Wintersemester 2008 an der Universität Linköping

Hallo Interessierte! Ich bin Stephanie und möchte Euch kurz von meinem Auslandsaufenthalt über Erasmus in Linköping berichten. Ich möchte erreichen, dass Ihr einen kleinen Einblick darüber bekommt, was mit einem Erasmus-Studium ermöglicht werden kann. Viel Spass beim Lesen!

Erfahrungsbericht Uni Linköping
Der Campus der Universität Linköping

Linköping

Linköping ist die fünftgrößte Stadt Schwedens, für deutsche Verhältnisse aber eine typische Kleinstadt mit 145.000 Einwohnern. Es gibt jedoch auch einiges, dass Linköping eindeutig einer Kleinstadt voraus hat: da wäre zunächst einmal der Dom zu nennen. Als zweites, was Linköping besonders macht, wäre da wohl Saab zu nennen. Saab produziert seit 1937 in Linköping Flugzeuge, was dazu führt, dass Linköping einen eigenen Flugplatz hat und dass sich ein Luftwaffenmuseum nahe der Stadt findet.

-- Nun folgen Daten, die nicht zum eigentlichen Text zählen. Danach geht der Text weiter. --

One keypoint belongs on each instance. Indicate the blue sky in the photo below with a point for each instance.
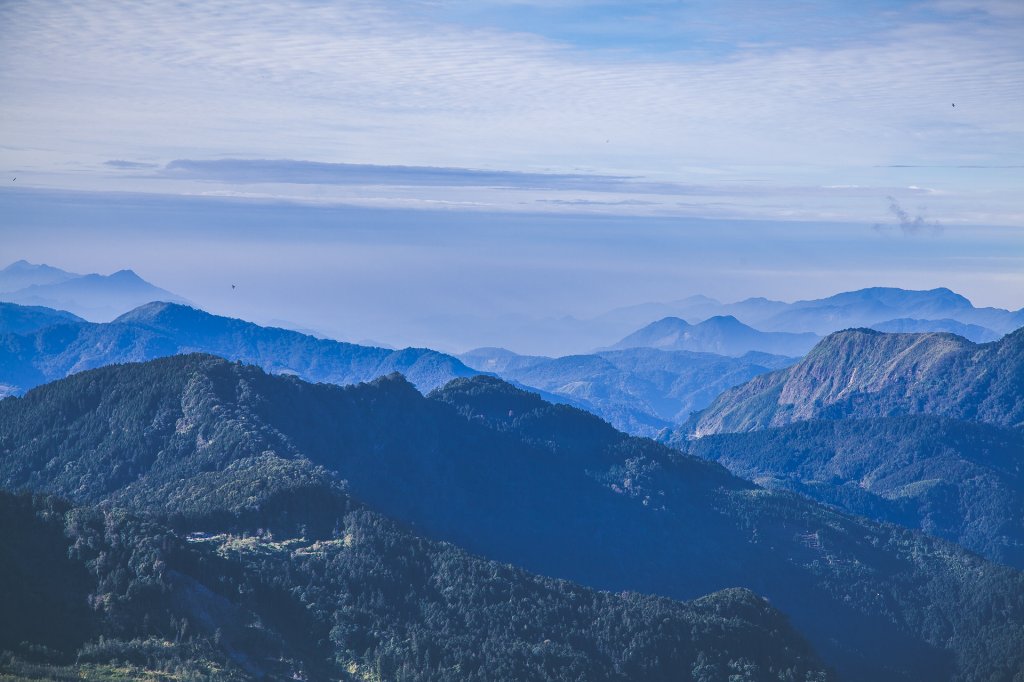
(800, 120)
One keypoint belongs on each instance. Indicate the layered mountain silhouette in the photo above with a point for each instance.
(207, 443)
(721, 335)
(906, 325)
(951, 478)
(22, 273)
(365, 599)
(639, 390)
(25, 320)
(863, 373)
(919, 429)
(94, 297)
(866, 307)
(156, 330)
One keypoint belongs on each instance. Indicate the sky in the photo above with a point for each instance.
(364, 166)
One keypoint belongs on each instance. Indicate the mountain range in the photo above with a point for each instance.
(641, 391)
(156, 330)
(100, 595)
(925, 430)
(863, 373)
(723, 335)
(94, 297)
(206, 445)
(953, 479)
(865, 307)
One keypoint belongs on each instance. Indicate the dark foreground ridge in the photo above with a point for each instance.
(200, 444)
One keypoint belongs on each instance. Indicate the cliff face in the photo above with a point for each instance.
(862, 373)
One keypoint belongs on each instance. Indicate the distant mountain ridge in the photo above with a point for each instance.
(974, 333)
(864, 307)
(25, 320)
(723, 335)
(862, 373)
(161, 329)
(22, 273)
(497, 470)
(641, 391)
(94, 297)
(953, 479)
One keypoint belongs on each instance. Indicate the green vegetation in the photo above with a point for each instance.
(263, 466)
(368, 601)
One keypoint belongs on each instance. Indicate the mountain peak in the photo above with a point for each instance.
(723, 322)
(126, 274)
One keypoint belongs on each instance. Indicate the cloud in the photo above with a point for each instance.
(129, 165)
(380, 86)
(909, 224)
(247, 171)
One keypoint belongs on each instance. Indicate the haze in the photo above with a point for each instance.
(432, 173)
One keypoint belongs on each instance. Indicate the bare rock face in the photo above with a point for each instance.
(862, 373)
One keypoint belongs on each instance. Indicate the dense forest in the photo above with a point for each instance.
(97, 592)
(951, 478)
(860, 374)
(32, 353)
(204, 445)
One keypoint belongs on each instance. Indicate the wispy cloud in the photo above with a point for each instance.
(401, 85)
(130, 165)
(910, 224)
(309, 172)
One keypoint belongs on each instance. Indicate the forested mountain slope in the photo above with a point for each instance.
(954, 479)
(507, 475)
(87, 592)
(156, 330)
(639, 390)
(862, 373)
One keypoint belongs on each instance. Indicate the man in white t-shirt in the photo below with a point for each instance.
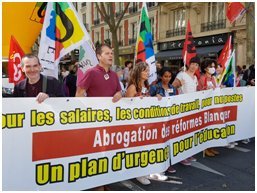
(186, 82)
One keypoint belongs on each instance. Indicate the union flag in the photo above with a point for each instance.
(14, 62)
(189, 50)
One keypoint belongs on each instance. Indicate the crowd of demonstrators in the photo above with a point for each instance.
(35, 84)
(101, 81)
(69, 82)
(127, 70)
(206, 82)
(163, 88)
(138, 86)
(186, 82)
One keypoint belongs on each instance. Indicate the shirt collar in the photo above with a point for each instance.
(102, 68)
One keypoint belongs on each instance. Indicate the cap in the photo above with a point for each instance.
(195, 60)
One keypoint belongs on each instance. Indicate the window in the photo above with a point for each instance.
(179, 18)
(96, 14)
(119, 7)
(120, 36)
(216, 17)
(133, 34)
(108, 8)
(151, 4)
(216, 11)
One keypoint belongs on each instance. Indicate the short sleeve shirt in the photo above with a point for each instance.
(190, 83)
(99, 83)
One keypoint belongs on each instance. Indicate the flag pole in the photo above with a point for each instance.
(138, 32)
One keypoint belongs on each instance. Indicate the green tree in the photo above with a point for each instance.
(113, 22)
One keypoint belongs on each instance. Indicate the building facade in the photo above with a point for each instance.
(210, 29)
(128, 28)
(209, 26)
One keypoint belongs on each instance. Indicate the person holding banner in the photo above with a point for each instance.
(206, 82)
(186, 82)
(138, 86)
(100, 81)
(35, 84)
(164, 89)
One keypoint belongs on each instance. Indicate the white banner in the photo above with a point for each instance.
(80, 143)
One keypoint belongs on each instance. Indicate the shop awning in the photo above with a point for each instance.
(177, 54)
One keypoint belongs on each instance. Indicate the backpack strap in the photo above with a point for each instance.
(44, 84)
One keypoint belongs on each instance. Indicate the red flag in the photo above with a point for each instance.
(225, 53)
(235, 10)
(14, 62)
(189, 50)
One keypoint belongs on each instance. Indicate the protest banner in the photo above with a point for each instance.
(81, 143)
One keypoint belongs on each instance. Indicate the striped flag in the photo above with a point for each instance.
(144, 44)
(62, 32)
(38, 13)
(234, 11)
(229, 74)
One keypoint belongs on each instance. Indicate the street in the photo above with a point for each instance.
(232, 170)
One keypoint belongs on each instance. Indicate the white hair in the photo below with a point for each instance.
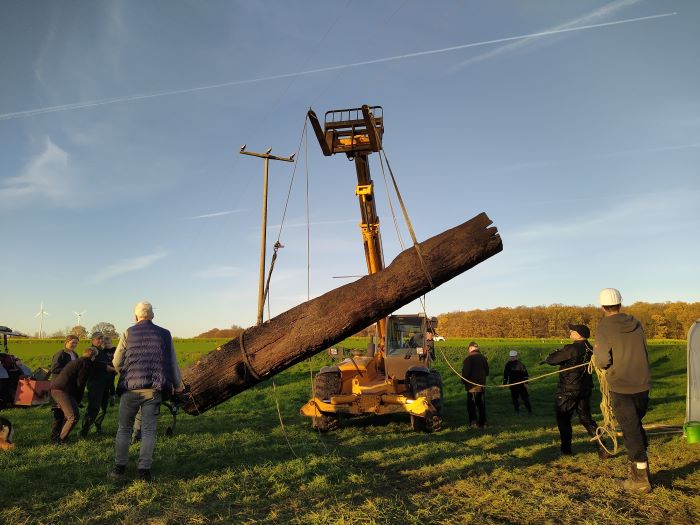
(143, 310)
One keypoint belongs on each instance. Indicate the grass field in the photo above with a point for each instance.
(233, 464)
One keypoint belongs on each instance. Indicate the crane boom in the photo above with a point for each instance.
(358, 132)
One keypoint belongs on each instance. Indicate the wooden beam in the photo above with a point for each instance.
(313, 326)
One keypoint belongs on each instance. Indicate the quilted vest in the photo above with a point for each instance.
(147, 358)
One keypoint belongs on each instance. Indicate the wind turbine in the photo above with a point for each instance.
(79, 316)
(41, 313)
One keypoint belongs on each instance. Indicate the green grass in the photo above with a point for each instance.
(233, 465)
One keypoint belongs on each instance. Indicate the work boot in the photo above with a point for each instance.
(144, 474)
(638, 479)
(117, 472)
(603, 454)
(86, 427)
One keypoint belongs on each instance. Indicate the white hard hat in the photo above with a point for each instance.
(609, 297)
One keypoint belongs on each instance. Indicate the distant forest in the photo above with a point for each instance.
(660, 320)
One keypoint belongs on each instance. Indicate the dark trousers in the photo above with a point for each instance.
(476, 408)
(566, 404)
(519, 391)
(629, 409)
(57, 422)
(69, 409)
(98, 401)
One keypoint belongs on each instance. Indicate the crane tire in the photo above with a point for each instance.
(430, 386)
(327, 383)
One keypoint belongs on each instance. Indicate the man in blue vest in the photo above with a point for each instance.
(148, 371)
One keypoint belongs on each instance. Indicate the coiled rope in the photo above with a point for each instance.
(608, 426)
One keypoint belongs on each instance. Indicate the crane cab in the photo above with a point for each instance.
(408, 344)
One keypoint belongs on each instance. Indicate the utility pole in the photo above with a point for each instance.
(263, 240)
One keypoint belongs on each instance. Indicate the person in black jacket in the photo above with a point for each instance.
(515, 372)
(67, 389)
(98, 387)
(59, 361)
(475, 370)
(575, 387)
(110, 349)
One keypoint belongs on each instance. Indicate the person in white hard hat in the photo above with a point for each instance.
(621, 349)
(515, 372)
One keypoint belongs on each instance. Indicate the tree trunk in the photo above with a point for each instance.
(320, 323)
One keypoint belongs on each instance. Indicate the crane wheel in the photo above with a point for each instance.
(327, 383)
(429, 386)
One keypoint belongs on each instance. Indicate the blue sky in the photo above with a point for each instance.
(574, 125)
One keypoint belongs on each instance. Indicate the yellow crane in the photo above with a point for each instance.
(394, 374)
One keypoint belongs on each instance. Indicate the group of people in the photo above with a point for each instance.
(146, 366)
(94, 371)
(620, 349)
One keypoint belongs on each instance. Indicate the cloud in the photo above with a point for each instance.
(46, 176)
(529, 40)
(127, 265)
(217, 271)
(215, 214)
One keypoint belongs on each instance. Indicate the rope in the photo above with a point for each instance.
(510, 384)
(279, 415)
(246, 358)
(608, 426)
(408, 220)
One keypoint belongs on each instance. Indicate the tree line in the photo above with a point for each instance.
(660, 320)
(82, 332)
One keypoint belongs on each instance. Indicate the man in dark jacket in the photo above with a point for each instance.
(147, 365)
(58, 362)
(514, 373)
(621, 350)
(109, 349)
(67, 390)
(98, 393)
(575, 386)
(475, 370)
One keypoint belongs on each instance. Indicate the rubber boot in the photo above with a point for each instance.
(602, 453)
(87, 423)
(56, 424)
(638, 479)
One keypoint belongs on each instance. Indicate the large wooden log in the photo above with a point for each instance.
(322, 322)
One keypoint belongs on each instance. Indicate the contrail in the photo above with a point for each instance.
(142, 96)
(216, 214)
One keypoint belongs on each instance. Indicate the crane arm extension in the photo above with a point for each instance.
(324, 321)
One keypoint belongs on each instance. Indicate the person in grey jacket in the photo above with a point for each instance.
(621, 350)
(147, 365)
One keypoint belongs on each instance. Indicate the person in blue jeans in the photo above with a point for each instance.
(148, 370)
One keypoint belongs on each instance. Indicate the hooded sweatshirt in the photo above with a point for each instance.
(621, 349)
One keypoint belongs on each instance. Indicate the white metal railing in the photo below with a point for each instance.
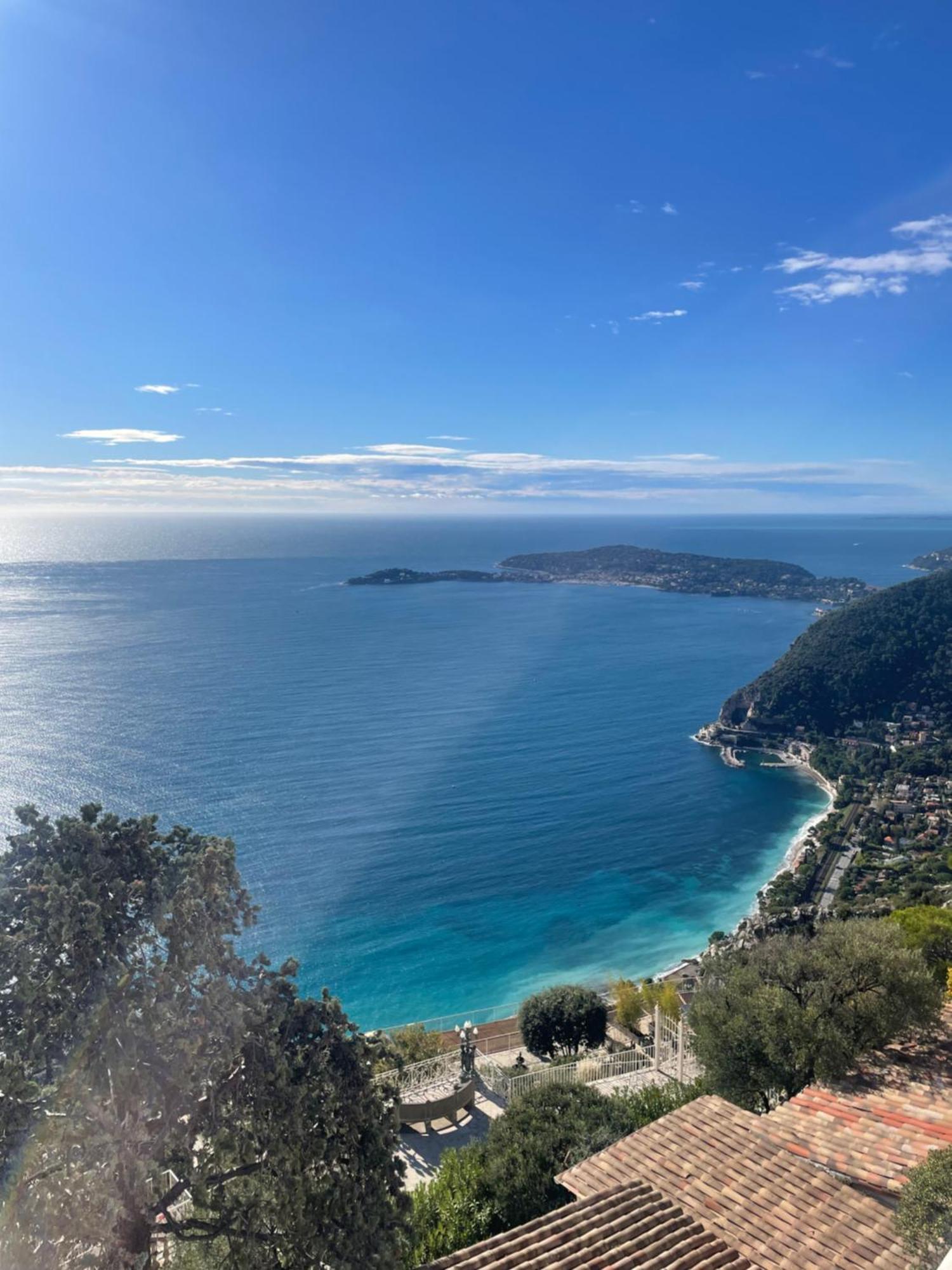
(493, 1076)
(446, 1023)
(501, 1043)
(586, 1071)
(442, 1070)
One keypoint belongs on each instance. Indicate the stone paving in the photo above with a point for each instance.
(422, 1151)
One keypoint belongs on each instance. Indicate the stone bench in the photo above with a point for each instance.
(447, 1107)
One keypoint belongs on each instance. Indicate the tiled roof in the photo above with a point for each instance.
(719, 1165)
(621, 1229)
(875, 1126)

Mir als Berliner ist sofort die Sauberkeit in Linköping ins Auge gefallen und die vielen Fahrradwege. Außerdem gibt es noch Cloetta, ein Schokoladenhersteller, der Linköping ein Eishockeystadium ermöglicht hat. Linköping hat eine sehr gute Eishockeymannschaft und spielt oben in der schwedischen Liga mit. Du kannst für die Spiele preiswerte Karten im Karållen kaufen.

Die Universität Linköping

Die Universität in Linköping ist sehr modern ausgestattet. Es gibt drei verschiedene Campus. Zwei in Linköping und einen in Norrköping ca. 40 km entfernt. Auf dem Campus Valla kannst du  Vorlesungsgebäude, Mensen (relativ teuer in Schweden, Essen ab 58 SEK), Studentenzentrum, Sprachenzentrum, Bibliotheken, Buchhandlungen, Cafés, Fitnesscenter und so gut wie alle Verwaltungsgebäude für studienrelevante Angelegenheiten finden. Auf dem Campus US werden i.d.R. nur Vorlesungen für Medizin und ähnliche Studienrichtungen gehalten. Dieser liegt nahe dem Universitätsklinikum in der Stadt. Zu dem Campus in Norrköping gibt es einen kostenlosen Shuttle (kannst du auch für Ausflüge nutzen).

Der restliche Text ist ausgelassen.